Hoy, "The Shares of Fletcher and his Collaborators in the Beaumont and Fletcher Canon," SB, 8 (1956) -15 (1962); Lake, The Canon of Thomas Middleton's Plays (1975). See also MacD. P. Jackson, Studies in Attribution: Middleton and Shakespeare (Salzburg, 1979), where reference to other studies of this kind may be found.

[11]

Heywood's avoidance of has and does is not, of course, complete, but no play has more than a few instances, and hath and doth always greatly predominate. In Webster's share of the Ho plays he shows the strong preference for hath and doth that can be seen in WD and DM.

[12]

"The Printing of John Webster's Plays (I)," SB, 6 (1954), 117-140.

[13]

Heywood's peculiarities are described in the introductions to the Malone Society Reprints of The Captives, ed. Arthur Brown (1953), and The Escapes of Jupiter, ed. Henry D. Janzen (1977).

[14]

SB, 12 (1959), 103. There are 3 i'th' and 2 's within the 330 lines of Webster's elegy to Prince Henry, A Monumental Column (1613).

[15]

The exclusive use of between in The Silver Age and The Brazen Age suggests that both plays may have been set from transcripts in the hand of a scribe prejudiced against betwixt—unless Heywood passed through a brief phase of preferring between.

[16]

The rarity of Webster's o'th' and a'th' in the Quarto requires explanation.
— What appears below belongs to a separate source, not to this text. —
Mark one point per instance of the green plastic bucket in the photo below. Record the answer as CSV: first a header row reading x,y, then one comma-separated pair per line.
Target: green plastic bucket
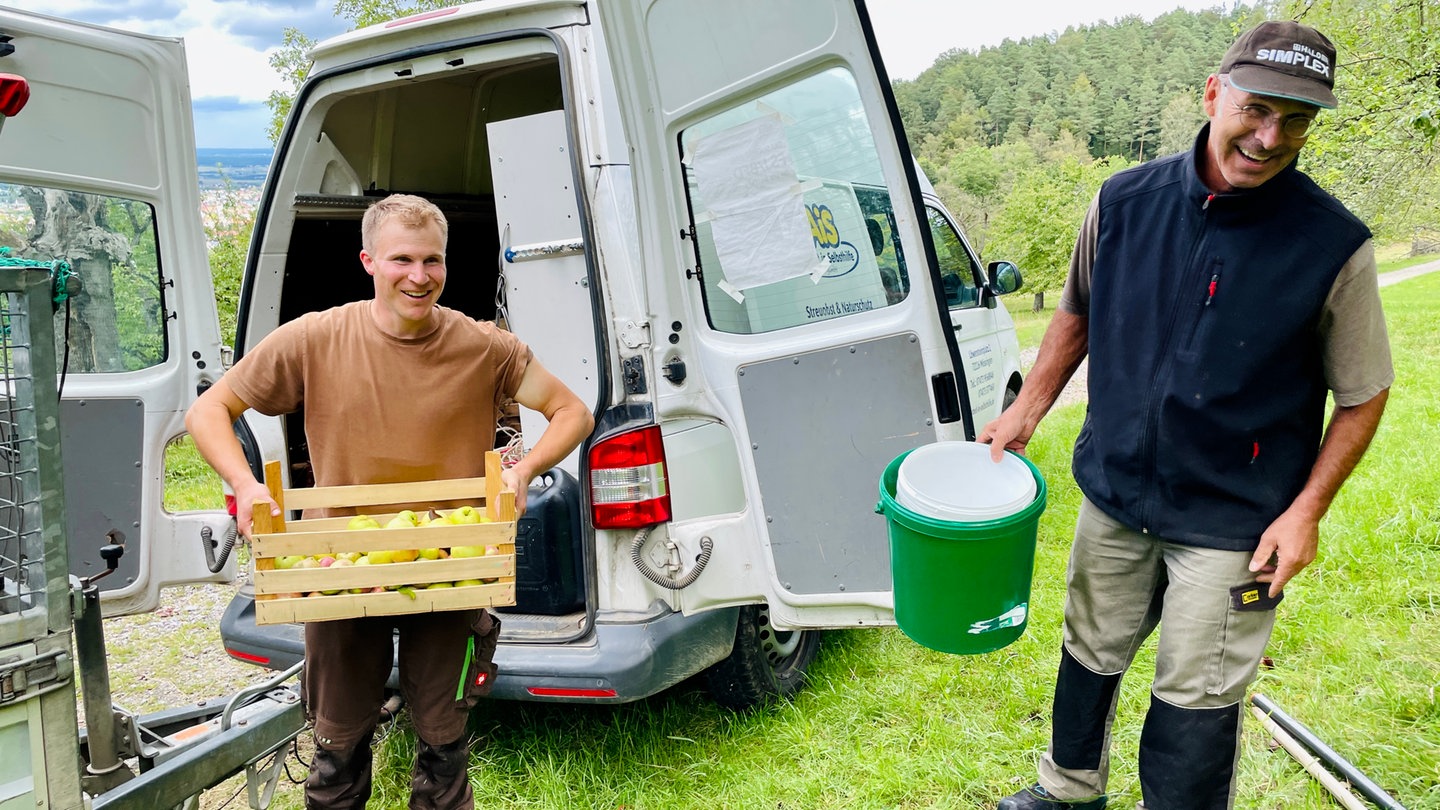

As o'th' occurs in the second line of the play, and at th' in the fourteenth, it seems possible that Compositor B, after showing initial tolerance of o'th' and partial tolerance of a'th', normalized to of the, and that Compositor A normalized throughout his stints. Late Quartos often fail to preserve earlier seventeenth-century forms. Another possibility is that the whole manuscript was a transcript of the joint papers, made either by Heywood or by a scribe. As amongst outnumbers among in all Heywood's plays, while Webster's preference for this form may have been less compulsive, it should be recorded that amongst occurs in Appius in I.ii, III.iv (5 times on F3v), and IV.ii (twice).